En La serpiente que se muerde la cola, el escritor nicaragüense Sergio Ramírez traza una genealogía de las dictaduras en América latina sirviéndose para ello de la serie textual elaborada por algunos escritores de nuestro continente en cuyas obras quedaron plasmadas, de manera magistral, las vidas de los tiranos latinoamericanos. Su reflexión analiza el modo en que los liderazgos de izquierda y los proyectos emancipatorios impulsados por ideales progresistas terminaron emulando en la práctica aquello que en el pasado fue patrimonio y rasgo distintivo de nuestras derechas más criminales en el poder.

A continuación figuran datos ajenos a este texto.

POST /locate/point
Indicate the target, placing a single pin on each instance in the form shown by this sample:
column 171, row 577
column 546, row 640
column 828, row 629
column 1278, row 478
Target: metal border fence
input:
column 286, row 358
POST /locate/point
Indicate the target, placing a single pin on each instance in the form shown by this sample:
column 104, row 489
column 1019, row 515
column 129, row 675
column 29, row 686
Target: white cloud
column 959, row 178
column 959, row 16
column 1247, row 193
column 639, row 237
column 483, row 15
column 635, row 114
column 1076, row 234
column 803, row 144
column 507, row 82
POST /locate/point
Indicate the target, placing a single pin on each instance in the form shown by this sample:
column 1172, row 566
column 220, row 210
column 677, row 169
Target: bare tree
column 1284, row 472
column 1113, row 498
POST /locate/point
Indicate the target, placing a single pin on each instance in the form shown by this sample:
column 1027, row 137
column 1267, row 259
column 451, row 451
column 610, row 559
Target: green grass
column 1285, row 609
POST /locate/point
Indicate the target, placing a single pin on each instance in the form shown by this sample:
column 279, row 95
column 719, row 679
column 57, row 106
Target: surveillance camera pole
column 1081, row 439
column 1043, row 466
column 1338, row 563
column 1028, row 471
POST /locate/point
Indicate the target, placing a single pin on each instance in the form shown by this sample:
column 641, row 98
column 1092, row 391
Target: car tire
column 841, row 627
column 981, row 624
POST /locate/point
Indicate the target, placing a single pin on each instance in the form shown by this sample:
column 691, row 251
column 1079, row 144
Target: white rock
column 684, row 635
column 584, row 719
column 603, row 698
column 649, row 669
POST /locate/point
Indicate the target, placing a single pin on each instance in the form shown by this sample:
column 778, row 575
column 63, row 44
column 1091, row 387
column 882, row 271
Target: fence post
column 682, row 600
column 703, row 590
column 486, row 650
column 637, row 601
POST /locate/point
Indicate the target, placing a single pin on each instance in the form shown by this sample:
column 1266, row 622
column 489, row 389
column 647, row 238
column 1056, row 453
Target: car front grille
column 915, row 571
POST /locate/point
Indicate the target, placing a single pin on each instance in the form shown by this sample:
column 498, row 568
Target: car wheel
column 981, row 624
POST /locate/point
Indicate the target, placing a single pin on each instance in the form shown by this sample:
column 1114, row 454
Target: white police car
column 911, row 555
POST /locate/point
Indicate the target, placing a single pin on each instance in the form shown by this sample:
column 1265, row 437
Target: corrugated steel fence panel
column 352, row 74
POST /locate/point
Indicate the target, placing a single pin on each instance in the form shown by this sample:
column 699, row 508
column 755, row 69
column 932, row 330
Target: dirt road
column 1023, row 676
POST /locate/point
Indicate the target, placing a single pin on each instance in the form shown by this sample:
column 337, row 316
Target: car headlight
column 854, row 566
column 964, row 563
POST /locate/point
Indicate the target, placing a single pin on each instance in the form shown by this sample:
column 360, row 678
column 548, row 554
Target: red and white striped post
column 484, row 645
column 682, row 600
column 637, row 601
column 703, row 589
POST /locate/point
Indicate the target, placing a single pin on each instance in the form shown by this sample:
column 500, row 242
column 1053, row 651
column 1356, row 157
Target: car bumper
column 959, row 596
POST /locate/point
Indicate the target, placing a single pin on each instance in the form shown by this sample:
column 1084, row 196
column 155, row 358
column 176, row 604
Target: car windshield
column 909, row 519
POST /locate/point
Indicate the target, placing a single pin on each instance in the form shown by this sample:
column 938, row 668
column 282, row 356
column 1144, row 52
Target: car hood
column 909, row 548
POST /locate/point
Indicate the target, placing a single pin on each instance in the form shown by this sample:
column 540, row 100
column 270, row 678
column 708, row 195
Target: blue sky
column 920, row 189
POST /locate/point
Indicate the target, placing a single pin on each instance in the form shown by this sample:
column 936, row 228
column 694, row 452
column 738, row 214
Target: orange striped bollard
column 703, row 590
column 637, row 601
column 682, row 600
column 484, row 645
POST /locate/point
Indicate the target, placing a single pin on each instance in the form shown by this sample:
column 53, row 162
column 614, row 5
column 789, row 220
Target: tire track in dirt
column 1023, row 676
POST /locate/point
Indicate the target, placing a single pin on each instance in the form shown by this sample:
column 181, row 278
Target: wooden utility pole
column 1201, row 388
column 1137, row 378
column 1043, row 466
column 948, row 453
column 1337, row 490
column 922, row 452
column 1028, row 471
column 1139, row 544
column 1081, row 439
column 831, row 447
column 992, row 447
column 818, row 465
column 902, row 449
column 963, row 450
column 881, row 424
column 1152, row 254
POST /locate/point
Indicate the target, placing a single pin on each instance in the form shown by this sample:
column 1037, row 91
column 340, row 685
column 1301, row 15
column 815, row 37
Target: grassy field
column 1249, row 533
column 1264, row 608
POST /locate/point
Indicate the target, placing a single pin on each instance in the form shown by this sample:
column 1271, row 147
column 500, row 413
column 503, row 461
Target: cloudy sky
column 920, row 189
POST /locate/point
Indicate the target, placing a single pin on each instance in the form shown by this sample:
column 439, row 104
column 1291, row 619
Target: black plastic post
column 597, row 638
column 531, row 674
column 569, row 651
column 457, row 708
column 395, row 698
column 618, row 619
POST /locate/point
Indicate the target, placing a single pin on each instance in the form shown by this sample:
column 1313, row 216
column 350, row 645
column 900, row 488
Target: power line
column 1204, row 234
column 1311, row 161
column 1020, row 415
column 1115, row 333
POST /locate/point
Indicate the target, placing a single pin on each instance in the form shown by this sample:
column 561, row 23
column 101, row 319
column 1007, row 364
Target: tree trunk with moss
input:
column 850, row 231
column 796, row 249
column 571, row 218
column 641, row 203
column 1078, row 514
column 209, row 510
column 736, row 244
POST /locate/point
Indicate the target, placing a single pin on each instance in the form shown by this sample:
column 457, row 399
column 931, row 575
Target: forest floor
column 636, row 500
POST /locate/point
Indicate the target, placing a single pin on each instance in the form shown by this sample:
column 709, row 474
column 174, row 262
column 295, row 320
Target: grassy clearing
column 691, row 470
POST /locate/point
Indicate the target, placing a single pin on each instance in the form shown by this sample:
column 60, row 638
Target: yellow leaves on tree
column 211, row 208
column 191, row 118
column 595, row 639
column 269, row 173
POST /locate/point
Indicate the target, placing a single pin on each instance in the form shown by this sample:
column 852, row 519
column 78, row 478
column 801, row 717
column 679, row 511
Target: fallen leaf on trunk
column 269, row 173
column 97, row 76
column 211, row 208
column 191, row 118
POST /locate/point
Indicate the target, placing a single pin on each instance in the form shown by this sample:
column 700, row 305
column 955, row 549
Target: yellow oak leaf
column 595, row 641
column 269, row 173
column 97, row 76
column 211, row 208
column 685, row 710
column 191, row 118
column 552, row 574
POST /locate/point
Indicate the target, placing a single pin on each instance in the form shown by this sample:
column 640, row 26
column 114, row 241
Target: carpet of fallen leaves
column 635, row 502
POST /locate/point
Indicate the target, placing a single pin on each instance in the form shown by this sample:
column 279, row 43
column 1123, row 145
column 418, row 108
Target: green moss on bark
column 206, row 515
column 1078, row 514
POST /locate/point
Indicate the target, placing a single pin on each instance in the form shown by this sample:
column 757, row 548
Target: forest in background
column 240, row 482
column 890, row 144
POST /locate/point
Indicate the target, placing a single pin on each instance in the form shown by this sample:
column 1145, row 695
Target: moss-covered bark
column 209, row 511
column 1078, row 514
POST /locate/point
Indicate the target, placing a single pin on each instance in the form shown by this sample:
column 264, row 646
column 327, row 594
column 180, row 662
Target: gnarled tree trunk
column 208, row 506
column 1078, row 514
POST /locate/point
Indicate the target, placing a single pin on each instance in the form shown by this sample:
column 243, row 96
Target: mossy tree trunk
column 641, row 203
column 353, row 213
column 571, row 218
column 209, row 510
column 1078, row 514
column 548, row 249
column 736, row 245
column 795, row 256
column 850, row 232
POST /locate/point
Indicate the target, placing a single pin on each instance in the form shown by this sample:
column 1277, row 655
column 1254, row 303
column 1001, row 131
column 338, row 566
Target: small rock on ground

Los dictadores que conocimos en el pasado de América Latina llamaban al asombro por su desmesura, y por todo lo que tuvieron de personajes de drama y de ópera bufa; quedaron en retratos hablados que van desde Tirano Banderas, de Valle Inclán, a Maten al león, de Jorge Ibargüengoitia.

El tirano que ordena clausurar su país para aislarlo del mundo está en Yo, el Supremo, de Roa Bastos. El doctor Francia convierte el poder en la razón única de su existencia, y de él solo es capaz de apartarlo la muerte; reencarna en el caudillo solitario, encerrado en su propio laberinto de soledad, en El otoño del patriarca, de García Márquez.
Los ideales se vuelven pretextos para las tiranías que arrastran los harapos ideológicos del siglo XIX y pueblan la primera mitad del siglo XX. Como Estrada Cabrera, el dictador de El señor presidente, de Asturias, arquetipo de los presidentes de las repúblicas bananeras, tal como fueron bautizadas por O. Henry en De coles y reyes.

Presidentes para siempre que mueren en su cama, o son derrocados por golpes de Estado, sustituto de las urnas electorales. Y los depuestos huyen con las maletas llenas de dólares en compañía de sus amantes, cantantes de ópera, o de vodevil. La república de Anchuria, de O. Henry es Honduras, pero llegará a ser el símil de todas las repúblicas del Caribe.

La siguiente oleada de dictadores, los que salen de sus cuarteles para asaltar el poder en uniforme de fatiga, se ampara en la doctrina de seguridad nacional de Kissinger. Son los que buscan salvar a la patria del comunismo, igual que sus antecesores, criaturas de los hermanos Dulles; pero ahora se trata de gorilas orgánicos.
No hay novelas sobre Videla, Bordaberry, Pinochet, sino más bien sobre las consecuencias de sus reinados siniestros, miles de desaparecidos lanzados al mar desde aviones, o enterrados en cementerios clandestinos. Son figuras atroces, pero no despiertan la imaginación. Piezas maestras de una maquinaria sin nombre, que mata lista en mano.

La segunda mitad del siglo se abre con una nueva mitología, la de los revolucionarios triunfantes que bajan de las montañas. Pero esta mitología propone como nuevo sustento ideológico la implantación de un sistema en el que se prescinde de la democracia electoral. Ahora se busca la panacea del partido único.
El siglo XX se cierra con las revoluciones armadas de Cuba y Nicaragua, de una u otra manera devenidas en tiranías sin plazo, y que, cuando agotan su discurso redentor, recurren a la represión bajo el disfraz de que el pueblo organizado se defiende a sí mismo cuando castiga a palos y a balazos toda disidencia. Las opiniones contrarias al poder se vuelven traición.

Y en este molde de romanticismo ya mortecino, se fabrica el socialismo del siglo XXI en Venezuela. No parte del triunfo de una revolución armada, sino del viejo golpe de Estado, al que se le da un tinte redentor, y es la demagogia la que conquista el voto popular, bajo el mismo discurso redentor. El viejo populismo que conocimos en las figuras de Getulio Vargas y Juan Domingo Perón se encarna en la figura de Hugo Chávez.

En la medida en que el aura romántica de los guerrilleros heroicos devenidos en caudillos se disipa, y la historia empieza a reconocerlos solo como tiranos, porque ya no se distingue entre dictaduras de izquierda o de derecha, el doctor Francia empieza a parecerse a Fidel Castro, y Ortega se convierte en el símil de Videla. Ya están novelados desde antes, o no son novelables.

Chávez pasa a ser en la memoria un mago de feria ofreciendo aguas de colores, él y su sucesor, que es su caricatura: pero más que por su figura de “comandante eterno”, los novelistas venezolanos son atraídos por la cauda de miseria y ruinas que deja tras de sí su proyecto, un país devastado como tras una guerra que nunca se libró, más que contra los ciudadanos indefensos, víctimas de la demagogia.
Y la serpiente no deja de morderse la cola.